Дипломная работа: Библия в системе поэтики романа Достоевского "Братья Карамазовы"
Среди прочих особенно интересной и полезной для нас выступает статья Г. Егоренковой “Поэтика сюжетной ауры в романе “Братья Карамазовы” (“Философские науки”, 2005, № 5), разрабатывающей множественность сюжетных планов и романа и способы их взаимодействия.
Целый ряд работ, посвященных проблемам анализа системы изобразительно-выразительных средств в “Братьях Карамазовых” и идейно-тематического содержания романа, которое обуславливает выбор именно этих средств, появляется в серии Достоевский: Материалы и исследования, выходящей с 1972 г.:
Н. И. Пруцков “Достоевский и христианский социализм”. - Материалы и исследования. - Л., 1972, т. 1; Е. И. Семенов “К вопросу о месте главы “Бунт” в романе “Братья Карамазовы” - Л., 1976, т. 2; В. Е. Ветловская “Pater Seraphicus” - Л., 1983, т. 5; О. С. Соина “Исповедь как наказание в романе “Братья Карамазовы” - Л., 1985, т. 6. В 90-е годы количество публикаций по этому вопросу в серии еще более увеличивается:
Г. Б. Пономарева “Житийный круг Ивана Карамазова” - Л., 1991, т. 9; В. А. Михнюкевич “Духовные стихи в системе поэтики Достоевского“ - Л., 1992, т. 10; Л. А. Куплевацкая ”Символика хронотопа в романе “Братья Карамазовы” - Л., 1992, т. 10; Н. Ефимова “Мотив библейского Иова в “Братьях Карамазовых” - Л., 1994, т. 11; Н. Тихомиров “О “христологии” Достоевского - Л., 1994, т. 11 и др. Ряд положений этих работ в качестве теоретических обобщений были использованы при написании этого исследования. Помимо этого в работе использован ряд общих положений, почерпнутых в монографиях, посвященных вопросам структурно-семантической организации романов Достоевского, выявлению особенностей его художественного видения:
Г. Щенников Художественное мышление Ф. М. Достоевского. - Свердловск, 1978; Ю. Селезнев В мире Достоевского. - М., 1979; В. Одиноков Типология образов в художественной системе Достоевского. - Новосибирск, 1979; В. Кирпотин Мир Достоевского. Статьи. Исследования. - М., 1983; Р. Клейман Сквозные мотивы творчества Достоевского. - Кишинев, 1985.
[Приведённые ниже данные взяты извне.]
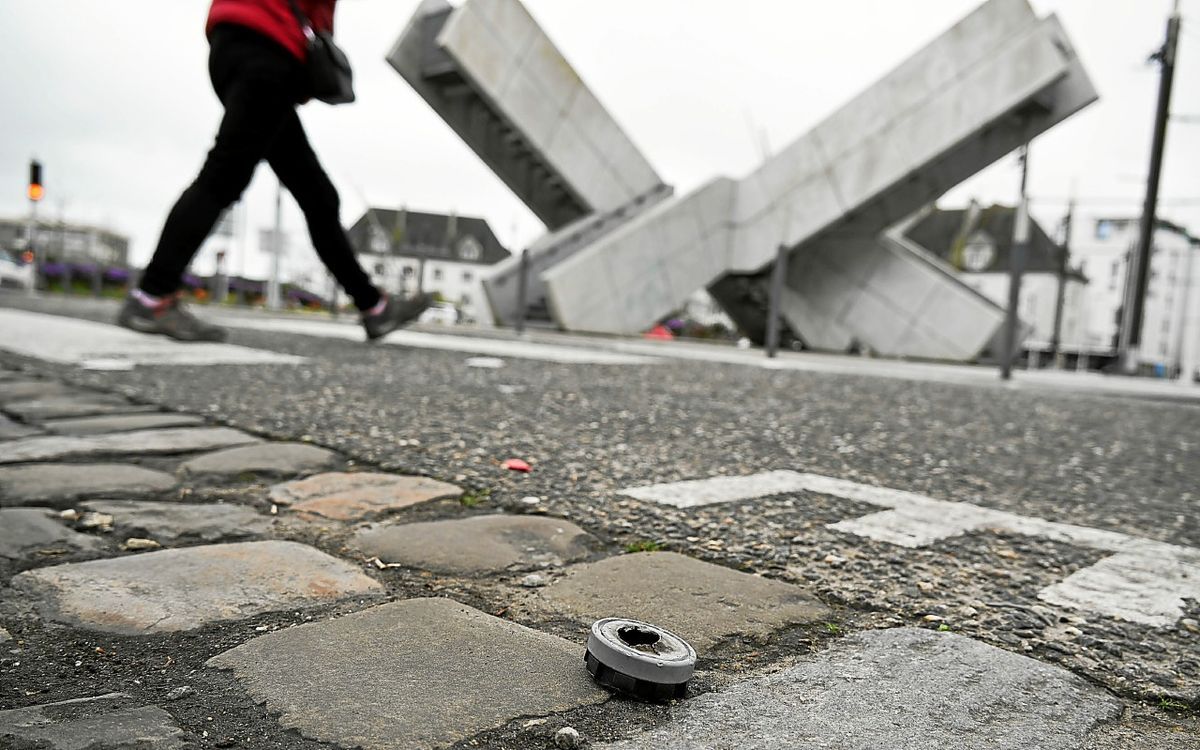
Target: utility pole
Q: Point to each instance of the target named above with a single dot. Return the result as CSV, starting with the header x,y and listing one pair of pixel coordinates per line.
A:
x,y
274,297
1061,299
1020,246
1131,330
36,192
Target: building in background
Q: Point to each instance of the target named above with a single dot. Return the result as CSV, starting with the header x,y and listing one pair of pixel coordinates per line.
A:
x,y
1170,340
978,244
59,241
441,253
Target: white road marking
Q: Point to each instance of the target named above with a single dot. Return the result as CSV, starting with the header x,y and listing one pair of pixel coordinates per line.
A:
x,y
1144,581
93,345
911,526
1133,587
467,345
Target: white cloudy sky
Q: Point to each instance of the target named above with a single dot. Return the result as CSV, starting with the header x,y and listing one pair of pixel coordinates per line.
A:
x,y
113,97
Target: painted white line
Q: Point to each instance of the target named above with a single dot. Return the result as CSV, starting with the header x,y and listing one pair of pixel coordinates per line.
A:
x,y
102,346
1145,581
149,442
718,489
916,526
467,345
1132,587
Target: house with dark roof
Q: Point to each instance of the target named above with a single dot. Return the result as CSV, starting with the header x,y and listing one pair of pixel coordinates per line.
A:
x,y
443,253
977,241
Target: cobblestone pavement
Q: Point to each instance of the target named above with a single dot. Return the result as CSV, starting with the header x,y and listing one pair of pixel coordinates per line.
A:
x,y
322,568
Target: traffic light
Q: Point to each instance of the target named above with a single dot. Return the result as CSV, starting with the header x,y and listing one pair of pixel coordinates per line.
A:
x,y
35,181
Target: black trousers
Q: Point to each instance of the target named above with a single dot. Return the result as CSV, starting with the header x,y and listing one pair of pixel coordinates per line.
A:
x,y
259,84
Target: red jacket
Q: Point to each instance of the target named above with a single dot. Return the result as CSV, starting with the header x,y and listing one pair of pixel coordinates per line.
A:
x,y
274,18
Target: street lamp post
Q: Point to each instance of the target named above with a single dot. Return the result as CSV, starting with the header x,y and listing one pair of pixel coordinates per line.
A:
x,y
1020,246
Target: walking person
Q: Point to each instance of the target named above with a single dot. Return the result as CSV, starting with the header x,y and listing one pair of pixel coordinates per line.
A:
x,y
257,66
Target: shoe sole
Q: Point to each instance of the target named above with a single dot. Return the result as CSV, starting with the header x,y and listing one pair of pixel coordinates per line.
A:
x,y
149,329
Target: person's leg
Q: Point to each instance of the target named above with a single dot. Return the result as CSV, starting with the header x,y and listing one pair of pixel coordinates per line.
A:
x,y
295,163
257,87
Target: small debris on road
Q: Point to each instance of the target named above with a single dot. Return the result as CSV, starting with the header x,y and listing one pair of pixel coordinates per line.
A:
x,y
568,737
95,521
136,544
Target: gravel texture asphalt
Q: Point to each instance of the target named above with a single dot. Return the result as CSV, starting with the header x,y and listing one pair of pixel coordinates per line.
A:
x,y
589,431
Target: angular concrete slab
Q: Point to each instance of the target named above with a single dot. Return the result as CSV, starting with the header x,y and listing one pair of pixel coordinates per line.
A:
x,y
183,589
262,460
60,407
701,601
352,496
121,423
144,442
28,529
29,389
413,675
171,522
63,483
901,689
114,720
478,545
11,430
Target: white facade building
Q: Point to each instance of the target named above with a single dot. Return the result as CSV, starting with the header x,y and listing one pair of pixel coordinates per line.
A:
x,y
1170,333
445,255
977,243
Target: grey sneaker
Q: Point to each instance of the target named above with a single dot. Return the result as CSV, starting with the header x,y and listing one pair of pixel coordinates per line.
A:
x,y
396,313
169,319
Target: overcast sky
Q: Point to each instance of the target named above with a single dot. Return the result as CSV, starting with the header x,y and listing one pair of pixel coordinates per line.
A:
x,y
114,100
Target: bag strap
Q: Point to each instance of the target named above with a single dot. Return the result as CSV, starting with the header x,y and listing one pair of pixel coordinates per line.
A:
x,y
305,24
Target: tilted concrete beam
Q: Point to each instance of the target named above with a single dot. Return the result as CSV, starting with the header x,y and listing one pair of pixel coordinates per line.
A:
x,y
630,255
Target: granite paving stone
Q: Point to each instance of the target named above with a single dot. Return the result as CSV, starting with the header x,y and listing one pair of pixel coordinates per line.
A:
x,y
904,689
63,483
171,522
11,430
262,460
120,423
352,496
413,675
147,442
701,601
181,589
28,389
28,529
478,545
60,407
113,721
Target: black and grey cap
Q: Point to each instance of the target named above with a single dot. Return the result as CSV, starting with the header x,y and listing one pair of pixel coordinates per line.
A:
x,y
640,659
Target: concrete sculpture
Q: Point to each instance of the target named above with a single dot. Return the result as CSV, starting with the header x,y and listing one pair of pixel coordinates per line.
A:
x,y
623,252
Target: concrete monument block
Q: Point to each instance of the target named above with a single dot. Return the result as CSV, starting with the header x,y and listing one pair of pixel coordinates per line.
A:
x,y
622,253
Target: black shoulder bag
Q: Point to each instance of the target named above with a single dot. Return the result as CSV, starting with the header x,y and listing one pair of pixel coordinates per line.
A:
x,y
329,70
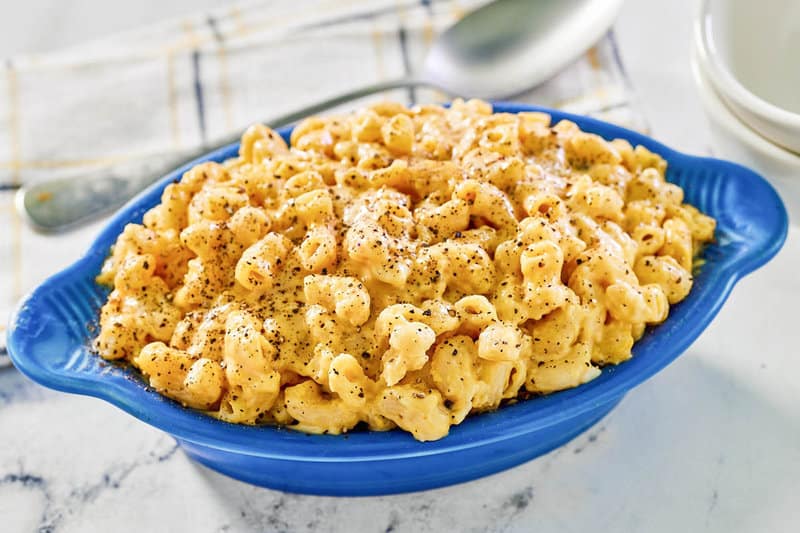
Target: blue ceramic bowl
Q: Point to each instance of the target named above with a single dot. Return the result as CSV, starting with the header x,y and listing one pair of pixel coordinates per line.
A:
x,y
51,330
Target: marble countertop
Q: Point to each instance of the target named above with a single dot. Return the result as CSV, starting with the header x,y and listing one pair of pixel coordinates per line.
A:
x,y
712,443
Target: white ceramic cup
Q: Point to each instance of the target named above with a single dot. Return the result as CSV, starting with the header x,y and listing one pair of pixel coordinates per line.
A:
x,y
750,53
733,140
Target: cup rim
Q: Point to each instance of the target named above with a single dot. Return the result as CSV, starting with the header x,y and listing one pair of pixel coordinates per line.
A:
x,y
714,104
726,84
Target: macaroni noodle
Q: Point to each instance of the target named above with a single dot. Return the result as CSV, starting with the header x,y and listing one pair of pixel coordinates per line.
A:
x,y
398,268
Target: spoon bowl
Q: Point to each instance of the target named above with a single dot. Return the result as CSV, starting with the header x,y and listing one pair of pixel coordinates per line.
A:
x,y
538,39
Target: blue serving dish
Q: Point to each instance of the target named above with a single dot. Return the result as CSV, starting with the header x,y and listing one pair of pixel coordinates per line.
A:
x,y
50,333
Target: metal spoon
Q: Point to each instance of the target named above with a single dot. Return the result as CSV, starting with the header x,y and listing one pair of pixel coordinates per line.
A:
x,y
497,51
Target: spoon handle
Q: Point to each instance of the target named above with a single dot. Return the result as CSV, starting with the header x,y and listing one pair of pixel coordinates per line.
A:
x,y
60,204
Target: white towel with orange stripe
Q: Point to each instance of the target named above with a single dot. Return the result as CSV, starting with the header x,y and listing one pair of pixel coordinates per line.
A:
x,y
183,83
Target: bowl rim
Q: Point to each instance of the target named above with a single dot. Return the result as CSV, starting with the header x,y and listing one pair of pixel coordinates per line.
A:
x,y
727,84
715,105
477,431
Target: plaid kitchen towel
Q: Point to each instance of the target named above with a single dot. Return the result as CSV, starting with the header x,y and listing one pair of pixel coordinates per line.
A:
x,y
183,83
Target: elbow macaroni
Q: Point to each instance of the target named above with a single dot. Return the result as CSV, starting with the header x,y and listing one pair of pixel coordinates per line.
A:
x,y
398,268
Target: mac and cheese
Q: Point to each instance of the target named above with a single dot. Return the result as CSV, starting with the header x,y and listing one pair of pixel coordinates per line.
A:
x,y
398,268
Наследуя бахтинские традиции в понимании структурной организации художественных полотен Достоевского, авторы этих монографий исследуют отдельные соотносимые с текстом Библии сюжеты, мотивы, образы последнего романа писателя. Они подчеркивают лишь некоторые детали жанрово-композиционного и типологического родства текстов, которые разделяют тысячелетия.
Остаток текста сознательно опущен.